After the Black Death, it became increasingly difficult for lords to get the number of peasants they required to provide them with the labour for their farms. This made lords to disregard the law, and relocate peasants to their villages so that they could work in their farms. Most of the times, the lords even declined to return the latter to their rightful villages in a bid to get maximum benefit from their labour.

Another political impact of the Black Death also stems from the reduced population of the affected areas. This is because after the number of peasants reduced, and they were able to negotiate salaries and even relocate from their villages, contrary to feudal law, the government imposed stricter rules to regulate the way peasants offer their manpower to the lords.

This was done by the introduction of the 1351 “statute for labourers” (Bridbury, 1973). The statute provided that payments to peasants were to be made with reference to the payments that were made in 1346. This meant that peasants would receive payments using the terms that were prevailing before the plague occurred.

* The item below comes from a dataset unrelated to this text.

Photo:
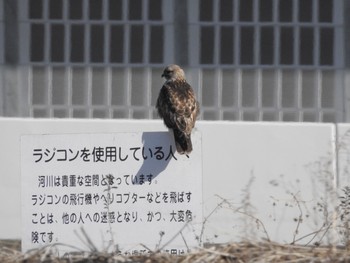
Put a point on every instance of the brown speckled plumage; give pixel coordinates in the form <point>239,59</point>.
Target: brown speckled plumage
<point>178,107</point>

The statute was structures such that both the lord and the peasant could be accused of breaking the law by either the peasant receiving a higher payment, or the lord giving the same. The effect of this statute was that a good number of peasants disobeyed it, leading to, arguably inhumane punishment. This fuelled revolt among the peasants who sought to fight for their rights in the 1381 Peasants Revolt (Bentley et al., 2008).

After oppressive statutes like the statute for labourers came into force, peasants started to be resistant. They therefore organized a number of revolts in a bid to attract the attention of legislators to their plea of fairness. The most serious of these revolts was the aforementioned 1381 peasant revolt. The peasants had gathered in huge numbers and marched to London. They killed senior officials of the King and took control over the tower of London.

Among their main grievances was the fact that, thirty-five years after the occurrence of the Black Death, the population had reasonably grown and the pre-existent demand for labour had substantially reduced. The lords were therefore threatening to withdraw the privileges they had given to peasants since their demand was no more. This led to the revolt as the peasants sought to fight for their privileges.

Conclusion

From the discussion above, it is evident that the Black Death had a lot of impacts on the European medieval society. It changed the demographic set-up of the community and thus it substantially affected the social activities of the peasants. This can be evidenced by the aforementioned increase in cases of sexual immorality as people had lost their partners in the plague.

The Black Death also had a number of economic impacts which resulted from the drastic decrease in the population of peasants. This can be evidenced by the aforementioned change by lords from grain farming to sheep farming. Lastly, the Black Death had a number of political impacts which can be exemplified by the development of the aforementioned statute for labourers.

Studies of the impacts of the bubonic plague are still ongoing. This is despite the fact that most of the impacts were realized immediately after the plague and their effects on the society analyzed. Political activists during the time, who were mostly lords, had observed the effects of the plague and made societal changes that were bound to benefit them.

However, scientists still believe that the European society still suffers significant effects of the bubonic plague. For instance, it has been established that England, where the greatest effects of the bubonic plague were perhaps felt, has significantly lower genetic diversity than it is suspected to have had in the eleventh century. Geneticists explain this by the argument that the deaths that resulted from the Black Deaths were the cause of the low genetic variation in Europe.